# Temp question



## finman57 (Jun 16, 2018)

its been a while since I smoked a fatty.    I am using ground pork.   What temp should I go to.    Thanks.


----------



## TomKnollRFV (Jun 16, 2018)

165f Internal is the safe temp.


----------



## joedube70 (Jun 16, 2018)

I havr been smoking for about 4 years.  Hard to believe I have never smoked a fatty!!
Better my @$$ in gear!!  HA!


----------



## finman57 (Jun 16, 2018)

Thanks Tom.   I was hoping you would say that.  Lol


----------



## TomKnollRFV (Jun 16, 2018)

finman57 said:


> Thanks Tom.   I was hoping you would say that.  Lol


I always go to 165f for any thing to be safe. The guide lines have changed for some things, but I'd rather be safe then sorry even when they change; especially with ground meat of any kind.


----------



## finman57 (Jun 16, 2018)

Yep.  Best to be safe.   I’ve done multiple times but been a year or so.  Just wanted to make sure.   
Taking to a cookout today.


----------



## finman57 (Jun 16, 2018)

Sitting at 145 right now.  Looking good.   Got about 90 minutes before I have to leave.   
Going to my son’s house and will grill for about 75 people.   
Figured I would introduce them to a big fatty too.


----------



## TomKnollRFV (Jun 16, 2018)

I gotta take a crack at a brisket.. biggest issue is the only ones I've seen are -massive- 20+ pounders. Not actually sure how I'd store the left overs on that!


----------



## finman57 (Jun 16, 2018)

I’ve done a full packer twice.  Also did a flat once so it’s not as bad for leftovers.  
The big ones I did for other cookouts too.   Had about 1/2 left.


----------



## TomKnollRFV (Jun 16, 2018)

I figured I'll wait till we plan to have people over or some thing then try it. If I fail?
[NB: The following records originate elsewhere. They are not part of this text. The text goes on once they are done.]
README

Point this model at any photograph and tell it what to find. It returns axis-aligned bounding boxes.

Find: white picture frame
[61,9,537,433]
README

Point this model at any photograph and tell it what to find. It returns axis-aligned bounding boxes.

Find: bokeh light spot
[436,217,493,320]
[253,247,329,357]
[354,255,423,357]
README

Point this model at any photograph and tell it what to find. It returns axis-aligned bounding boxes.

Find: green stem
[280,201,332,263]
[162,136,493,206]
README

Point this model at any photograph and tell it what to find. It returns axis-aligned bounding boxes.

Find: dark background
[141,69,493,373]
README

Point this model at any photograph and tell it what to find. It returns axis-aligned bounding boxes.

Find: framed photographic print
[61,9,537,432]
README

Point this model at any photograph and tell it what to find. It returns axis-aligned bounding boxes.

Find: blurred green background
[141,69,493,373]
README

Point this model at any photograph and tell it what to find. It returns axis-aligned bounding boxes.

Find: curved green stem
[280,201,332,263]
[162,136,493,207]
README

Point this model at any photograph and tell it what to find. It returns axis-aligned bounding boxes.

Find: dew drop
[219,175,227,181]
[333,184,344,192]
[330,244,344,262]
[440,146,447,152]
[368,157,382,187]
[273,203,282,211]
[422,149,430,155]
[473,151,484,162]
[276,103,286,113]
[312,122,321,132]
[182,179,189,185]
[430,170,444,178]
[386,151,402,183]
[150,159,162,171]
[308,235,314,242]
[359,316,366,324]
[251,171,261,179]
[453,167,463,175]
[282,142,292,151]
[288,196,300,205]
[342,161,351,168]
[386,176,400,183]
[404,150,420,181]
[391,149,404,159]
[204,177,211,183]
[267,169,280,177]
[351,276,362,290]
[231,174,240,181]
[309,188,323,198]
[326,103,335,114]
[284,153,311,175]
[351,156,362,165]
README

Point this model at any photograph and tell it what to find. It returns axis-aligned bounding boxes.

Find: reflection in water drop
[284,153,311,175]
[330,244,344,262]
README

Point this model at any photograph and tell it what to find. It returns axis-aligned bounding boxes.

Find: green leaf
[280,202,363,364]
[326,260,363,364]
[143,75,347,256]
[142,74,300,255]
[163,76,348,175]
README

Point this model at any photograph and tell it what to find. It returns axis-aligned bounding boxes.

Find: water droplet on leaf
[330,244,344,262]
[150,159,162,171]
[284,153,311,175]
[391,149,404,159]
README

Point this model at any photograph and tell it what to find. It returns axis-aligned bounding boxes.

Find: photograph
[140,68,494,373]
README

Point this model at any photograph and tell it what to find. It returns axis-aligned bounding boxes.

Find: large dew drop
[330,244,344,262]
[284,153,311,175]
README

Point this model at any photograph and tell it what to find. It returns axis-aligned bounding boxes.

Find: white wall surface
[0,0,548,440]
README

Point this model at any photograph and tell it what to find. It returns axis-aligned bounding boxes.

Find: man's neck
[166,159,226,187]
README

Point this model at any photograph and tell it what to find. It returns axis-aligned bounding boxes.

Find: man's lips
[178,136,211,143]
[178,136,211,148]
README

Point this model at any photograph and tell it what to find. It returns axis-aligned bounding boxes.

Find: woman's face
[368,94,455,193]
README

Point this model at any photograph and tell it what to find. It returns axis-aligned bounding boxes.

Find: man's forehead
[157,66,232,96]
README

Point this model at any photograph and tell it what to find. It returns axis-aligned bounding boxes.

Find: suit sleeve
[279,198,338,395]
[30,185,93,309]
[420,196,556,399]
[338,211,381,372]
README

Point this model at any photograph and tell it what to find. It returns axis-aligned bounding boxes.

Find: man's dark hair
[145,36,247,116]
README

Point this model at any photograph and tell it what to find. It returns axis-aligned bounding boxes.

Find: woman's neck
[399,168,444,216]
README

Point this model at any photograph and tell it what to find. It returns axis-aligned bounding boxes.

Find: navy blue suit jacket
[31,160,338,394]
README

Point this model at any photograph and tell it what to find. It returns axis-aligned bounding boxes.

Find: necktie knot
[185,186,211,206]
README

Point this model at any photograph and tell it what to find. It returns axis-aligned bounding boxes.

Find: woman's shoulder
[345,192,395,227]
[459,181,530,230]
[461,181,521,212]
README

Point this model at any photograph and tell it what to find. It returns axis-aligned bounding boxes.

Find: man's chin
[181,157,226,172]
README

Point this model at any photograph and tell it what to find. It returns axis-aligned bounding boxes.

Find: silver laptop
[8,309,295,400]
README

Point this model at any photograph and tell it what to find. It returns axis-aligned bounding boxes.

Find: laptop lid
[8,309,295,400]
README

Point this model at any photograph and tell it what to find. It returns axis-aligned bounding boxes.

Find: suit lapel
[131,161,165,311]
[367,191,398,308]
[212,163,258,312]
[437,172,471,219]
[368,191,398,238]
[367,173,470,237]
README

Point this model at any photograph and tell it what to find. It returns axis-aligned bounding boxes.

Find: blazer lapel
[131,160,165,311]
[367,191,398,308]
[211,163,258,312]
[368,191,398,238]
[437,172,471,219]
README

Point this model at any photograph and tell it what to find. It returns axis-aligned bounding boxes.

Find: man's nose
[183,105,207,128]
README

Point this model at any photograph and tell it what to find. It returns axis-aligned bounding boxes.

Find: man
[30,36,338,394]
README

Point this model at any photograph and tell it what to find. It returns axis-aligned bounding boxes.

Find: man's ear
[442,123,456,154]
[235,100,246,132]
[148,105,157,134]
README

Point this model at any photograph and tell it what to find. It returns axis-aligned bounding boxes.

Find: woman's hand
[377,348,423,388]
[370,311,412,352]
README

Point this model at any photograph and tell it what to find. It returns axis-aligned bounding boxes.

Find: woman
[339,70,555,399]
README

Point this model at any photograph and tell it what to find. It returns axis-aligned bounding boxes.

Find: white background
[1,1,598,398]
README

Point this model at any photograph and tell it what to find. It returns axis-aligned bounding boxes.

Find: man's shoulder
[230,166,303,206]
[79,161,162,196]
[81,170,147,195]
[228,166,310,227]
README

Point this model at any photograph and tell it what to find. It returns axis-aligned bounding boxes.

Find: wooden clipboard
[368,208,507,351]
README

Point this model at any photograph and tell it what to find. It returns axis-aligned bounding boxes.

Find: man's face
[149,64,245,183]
I can send the horrible brisket home with people who don't know better.. ;)


----------



## SmokinAl (Jun 16, 2018)

160 is safe, but it won't hurt to go to 165, especially if you want to get the bacon more done.
It's almost impossible to dry out a fattie.
Al


----------



## finman57 (Jun 16, 2018)

Thanks guys.   
Done, wrapped, and waiting for the guests to show up at my sons.   Now working on the burgers and sausage on the grills.  
2nd annual end of school ultimate Nurf battle.    75 people with Nerf guns battling in the court out front.   Then it will turn into water balloon battle.  Followed by a jump in the pool and then food.   
Lol.  Fun time.


----------



## SonnyE (Jun 19, 2018)

SmokinAl said:


> It's almost impossible to dry out a fattie.
> Al



Unless you are me... LOL!

I think I got it from my Mom, she could burn water. :rolleyes:


----------



## RiversideSm0ker (Jun 19, 2018)

SonnyE said:


> Unless you are me... LOL!
> 
> I think I got it from my Mom, she could burn water. :rolleyes:


Ha I love that. 

I definitely think it's time to get back on the fattie train. We loved the one that I did earlier in the year. Next up will be a pizza fattie. 

George


----------